For a while I wanted to design my own h-bridge circuit for driving higher power motors for some robots. There are lots of solutions on the market for hobby robots ( such as popular L298 ) but it seems there is some gap ( or at least I don’t know any IC in reasonable package in price) for driving motors 4-8 A. Quite often the popular drivers have some drawbacks (L298 is based on BJT’s, it gets quite hot when driving with 1 A ), other popular motor drivers ( like the cytron one ) are rated for 30V 10A which is not really my interest (they also cost quite a bit compared to spare components and some basic PCB).
One of other goals was to learn how to do this circuit properly, so later maybe it will be integrated in one PCB with some robot controller ( and have everything on one board). Also I thought it might be cool and valuable experience how to make that circuit work well.

Goal

My goal was to design a driver that would be able to drive medium power ( aiming for 30-100 W motor ) driver efficiently. At the time I was doing the driver, I was working on the ROV ( Remotely Operated Vehicle for underwater environments) and one of the concerns we had there was generating heat ( so I wanted to really minimize the amount of wasted energy). Having said that, and starting to look into how it’s done it looks pretty easy : first thing that will pop out will be some H-bridge circuit, just 4 mosfets connected ( most likely 2 P-Channel, 2 N-channel), some information about how to drive them with PWM signals and that’s all. Looks pretty easy. Although when I started to experiment it turned out that designing good driver is not that easy, and involves quite a bit of tricks ( might be inexperience or lack of knowledge at the point of writing ). Here are some notes, that might be useful when designing custom DC motor driver.

Specification

• Dimensions : as small as possible PCB, relying on SMD components to achieve low-cost and small dimensions. I’m aiming for 2-channel driver with 8cm x 4cm ( Tops 10cm x 5cm ) and price going as low as possible ( but still achieving ok results ).
• Rating : should perform well when driving few Amp loads ( I didn’t want to go past tops 80W per channel with 12V battery so my maximum should be approximately 7-8 A ( some extra, just to be safe) ). I don’t suspect passing this setup ( 12V, few Amps) anytime soon, but I wanted to do my driver properly so I might as well pick some components that can handle higher ratings ( 24V and tens of amps in future ? not sure )
• Typical interface with ENable pins and PWM pins ( 2 enables and 2 Signals per motor)
• Should be able to measure roughly the current passing through the motor. Shouldn’t be super precise but have decent performance
• backEMF also implemented on board

Design

More or less my thought/research process of tacking the problem :

Simulation in circuit.js

Fig 1

The above (Fig 1) is super typical image of the h-bridge driver, and illustrates the idea of driving a motor. If the SIG1 is On and SIG2 is Off then Q1 is non-conducting, Q2 is conducting, Q3 is conducting, and Q4 is non conducting (therefore Current goes through +12V -> Q2 -> Motor -> Q3 -> Ground). if SIG1 is Off and SIG2 is ON then Q1 is conducting, Q2 is non-conducting, Q3 is conducting and Q4 is non-conducting ( therefore Current goes through +12V -> Q1 -> Motor -> Q4 -> Ground).

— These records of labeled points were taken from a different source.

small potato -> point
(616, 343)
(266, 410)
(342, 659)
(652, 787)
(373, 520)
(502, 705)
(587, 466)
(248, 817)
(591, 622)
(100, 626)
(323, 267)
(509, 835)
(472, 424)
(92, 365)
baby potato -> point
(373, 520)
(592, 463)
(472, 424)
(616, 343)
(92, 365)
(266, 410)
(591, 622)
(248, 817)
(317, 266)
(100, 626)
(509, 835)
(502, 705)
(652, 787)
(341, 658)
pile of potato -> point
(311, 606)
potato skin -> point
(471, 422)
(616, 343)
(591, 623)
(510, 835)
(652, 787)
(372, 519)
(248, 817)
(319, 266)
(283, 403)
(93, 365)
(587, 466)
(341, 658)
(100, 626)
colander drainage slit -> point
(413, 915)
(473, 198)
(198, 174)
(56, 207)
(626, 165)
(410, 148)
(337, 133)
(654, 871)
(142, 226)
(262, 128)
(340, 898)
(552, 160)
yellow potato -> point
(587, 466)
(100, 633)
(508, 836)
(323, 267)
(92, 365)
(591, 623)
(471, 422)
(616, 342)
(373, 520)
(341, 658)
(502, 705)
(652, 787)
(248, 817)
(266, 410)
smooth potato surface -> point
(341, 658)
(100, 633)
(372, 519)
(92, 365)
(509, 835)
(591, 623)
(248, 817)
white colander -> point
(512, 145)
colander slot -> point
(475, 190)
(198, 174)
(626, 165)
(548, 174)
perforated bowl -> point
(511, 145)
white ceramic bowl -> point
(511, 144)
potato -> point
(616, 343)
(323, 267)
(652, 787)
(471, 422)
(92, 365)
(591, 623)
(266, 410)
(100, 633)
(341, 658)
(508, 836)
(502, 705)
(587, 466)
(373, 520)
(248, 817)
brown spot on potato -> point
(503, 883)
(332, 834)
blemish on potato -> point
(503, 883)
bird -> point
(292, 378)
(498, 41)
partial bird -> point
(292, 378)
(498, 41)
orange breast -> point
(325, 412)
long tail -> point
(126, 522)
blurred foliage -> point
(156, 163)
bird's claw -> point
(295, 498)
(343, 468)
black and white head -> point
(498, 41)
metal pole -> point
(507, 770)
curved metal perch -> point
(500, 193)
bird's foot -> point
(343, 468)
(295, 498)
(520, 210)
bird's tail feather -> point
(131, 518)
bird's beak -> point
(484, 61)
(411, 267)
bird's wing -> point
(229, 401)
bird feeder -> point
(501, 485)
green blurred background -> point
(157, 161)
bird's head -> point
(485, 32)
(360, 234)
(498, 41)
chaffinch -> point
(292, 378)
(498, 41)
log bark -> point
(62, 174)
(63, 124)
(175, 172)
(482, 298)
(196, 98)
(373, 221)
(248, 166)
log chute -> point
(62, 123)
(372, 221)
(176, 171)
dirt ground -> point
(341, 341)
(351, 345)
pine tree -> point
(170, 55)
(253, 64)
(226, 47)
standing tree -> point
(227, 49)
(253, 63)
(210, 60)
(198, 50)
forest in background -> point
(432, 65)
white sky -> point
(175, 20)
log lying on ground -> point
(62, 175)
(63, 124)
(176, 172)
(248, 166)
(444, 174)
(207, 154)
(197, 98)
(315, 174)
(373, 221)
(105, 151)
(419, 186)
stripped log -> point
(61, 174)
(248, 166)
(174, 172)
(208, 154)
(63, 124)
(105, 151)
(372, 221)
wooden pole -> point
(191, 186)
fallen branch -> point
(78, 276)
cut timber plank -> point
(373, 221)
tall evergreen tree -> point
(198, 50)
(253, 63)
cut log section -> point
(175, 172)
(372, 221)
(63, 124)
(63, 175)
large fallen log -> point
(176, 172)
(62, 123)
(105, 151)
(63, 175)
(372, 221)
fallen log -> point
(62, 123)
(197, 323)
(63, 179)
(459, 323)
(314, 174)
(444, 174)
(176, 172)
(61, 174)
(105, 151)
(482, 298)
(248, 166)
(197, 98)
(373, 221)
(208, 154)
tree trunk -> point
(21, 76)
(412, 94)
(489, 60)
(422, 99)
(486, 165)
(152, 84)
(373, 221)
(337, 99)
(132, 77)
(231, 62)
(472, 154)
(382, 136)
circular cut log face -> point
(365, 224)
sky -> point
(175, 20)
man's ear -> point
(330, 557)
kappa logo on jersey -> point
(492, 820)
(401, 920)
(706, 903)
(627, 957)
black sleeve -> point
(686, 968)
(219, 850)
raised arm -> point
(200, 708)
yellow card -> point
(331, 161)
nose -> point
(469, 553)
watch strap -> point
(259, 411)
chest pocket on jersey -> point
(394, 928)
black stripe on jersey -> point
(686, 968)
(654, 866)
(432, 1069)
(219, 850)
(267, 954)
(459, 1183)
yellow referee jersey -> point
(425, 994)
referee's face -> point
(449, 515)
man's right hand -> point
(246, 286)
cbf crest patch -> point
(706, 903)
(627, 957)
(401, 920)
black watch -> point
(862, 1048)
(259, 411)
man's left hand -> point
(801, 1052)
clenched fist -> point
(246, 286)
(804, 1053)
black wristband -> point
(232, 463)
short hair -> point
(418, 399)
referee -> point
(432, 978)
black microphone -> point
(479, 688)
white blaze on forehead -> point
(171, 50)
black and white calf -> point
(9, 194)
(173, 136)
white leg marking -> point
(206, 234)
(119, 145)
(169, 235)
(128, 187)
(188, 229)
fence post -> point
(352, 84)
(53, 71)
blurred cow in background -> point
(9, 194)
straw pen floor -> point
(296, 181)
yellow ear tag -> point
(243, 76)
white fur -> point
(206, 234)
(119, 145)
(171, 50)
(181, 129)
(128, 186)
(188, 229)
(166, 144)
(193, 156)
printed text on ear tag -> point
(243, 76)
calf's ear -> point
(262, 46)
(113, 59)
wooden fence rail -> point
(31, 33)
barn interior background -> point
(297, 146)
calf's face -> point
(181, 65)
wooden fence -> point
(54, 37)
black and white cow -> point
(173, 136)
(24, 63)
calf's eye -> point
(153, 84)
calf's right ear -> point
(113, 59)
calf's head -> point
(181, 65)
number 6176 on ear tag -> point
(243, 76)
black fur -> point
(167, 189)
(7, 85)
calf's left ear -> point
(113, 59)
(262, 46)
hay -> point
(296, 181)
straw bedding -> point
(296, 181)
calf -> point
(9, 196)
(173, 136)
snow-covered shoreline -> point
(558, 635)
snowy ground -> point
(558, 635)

1. My first thought that because the pairs Q1, Q3 are Q2 and Q4 you can connect both of the SIG1 (so they are the same signal) and all be good. That is not necesarily the case. The Mosfets, by design have some capacitance, therefore it takes time to charge/discharge the mosfet. It’s also important to remember the plots for mosfets.
   So let’s say we would do that : let’s turn the Q1 and Q3 to High. Q1 is off ( non conducting ) and Q3 is on (conducting). What happens when we change the signal to Low ? Well the voltage on the gates because of the capacitance will change, but it will change from high to low in some time. As the discharging goes ( so the process of High -> Low), the Q1 becomes more conductive and Q3 becomes less. But there is a point where Q1 will beconductive and Q3 will be conductive. That causes huge problem : We have a short (VCC -> Q1 ( low resistance )-> Q3 (low resistance) -> GND). It’s called a “Shot-through” and can cause serious damage. Mitigation of that is to use dedicated driver, or some special options in Microcontrollers. [1]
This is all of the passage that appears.